Embodiments disclosed herein provide improvements over known inspection systems utilized for inspecting a honeycomb ceramic structure. Ceramic substrates and filter products may need to meet product geometric specifications in order to assist emissions systems employing such substrates and filters to meet government regulated emissions standards. Indirect measurement techniques such as ultrasound and water nebulizer leakage tests may be satisfactory in some instances, but offer a qualitative assessment of product anomalies and leakage. Advantages of the embodiments disclosed herein include providing quick feedback during manufacturing to reveal whether the products are free of meaningful structural irregularities and the ability to inspect a small percentage of a production population to provide a statistically significant measure as to whether there are meaningful structural irregularities in the production population. The disclosed embodiments provide quantitative assessments with sufficient details and avoid the need for manual product assessments (i.e., performed by human beings) which are costly and time-consuming. The embodiments provide automated image analysis of a honeycomb ceramic structure based on computed tomography (CT) imaging technology.
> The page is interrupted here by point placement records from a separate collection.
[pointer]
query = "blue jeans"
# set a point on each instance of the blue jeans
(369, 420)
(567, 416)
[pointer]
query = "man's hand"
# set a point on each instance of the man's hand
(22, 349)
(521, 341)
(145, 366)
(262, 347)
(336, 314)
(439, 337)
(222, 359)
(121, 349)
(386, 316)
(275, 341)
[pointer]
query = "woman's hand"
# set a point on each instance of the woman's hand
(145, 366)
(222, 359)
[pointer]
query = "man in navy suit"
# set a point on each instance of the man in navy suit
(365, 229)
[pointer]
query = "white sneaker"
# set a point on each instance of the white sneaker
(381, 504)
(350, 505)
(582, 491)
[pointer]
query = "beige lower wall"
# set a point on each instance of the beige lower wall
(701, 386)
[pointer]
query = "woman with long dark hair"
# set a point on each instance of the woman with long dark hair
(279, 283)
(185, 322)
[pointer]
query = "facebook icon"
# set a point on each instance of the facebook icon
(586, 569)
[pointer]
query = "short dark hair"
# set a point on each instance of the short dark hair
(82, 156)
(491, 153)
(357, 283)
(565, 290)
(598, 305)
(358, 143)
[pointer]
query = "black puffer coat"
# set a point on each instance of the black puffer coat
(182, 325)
FIG. 1 is a perspective view of an exemplary honeycomb ceramic structure 10. FIG. 2 is a side view of the honeycomb ceramic structure 10 of FIG. 1. FIG. 3 is an end view of the honeycomb ceramic structure 10 of FIG. 1. The following should be viewed with reference to FIGS. 1-3. Honeycomb ceramic structure 10 has a central axis A1 that defines an axial (longitudinal) direction. Honeycomb ceramic structure 10 further comprises a matrix of intersecting, thin, porous walls 12 that extend longitudinally through the structure 10 along axis A1 from end face 14 to end face 16. The matrix of walls 12 also extends across end faces 14 and 16. Outer skin 15 surrounds the matrix of walls 12. Walls 12 define a plurality of adjoining hollow channels, or “cells” 18, that extend through the structure 10 along axis A1 and form the cellular honeycomb construction of the honeycomb structure 10. In some embodiments, the honeycomb structure 10 is constructed from porous ceramic materials or is in a green state as a mixture of ceramic forming materials.
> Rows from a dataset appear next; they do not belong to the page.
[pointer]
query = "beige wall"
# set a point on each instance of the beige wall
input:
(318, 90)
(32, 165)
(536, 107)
Outer skin 15 has a perimeter that defines an outer surface 20 of the honeycomb structure 10. The outer surface 20 refers to the circumferential surface that extends longitudinally between end faces 14 and 16 of the honeycomb ceramic structure 10. For ease of discussion herein, the term circumferential (and/or circumference) is used, however, the honeycomb structure 10 can take shapes other than cylindrical (e.g., such as a polygonal prism) and the circumferential surface is intended to refer to the outer peripheral surface of any such shape.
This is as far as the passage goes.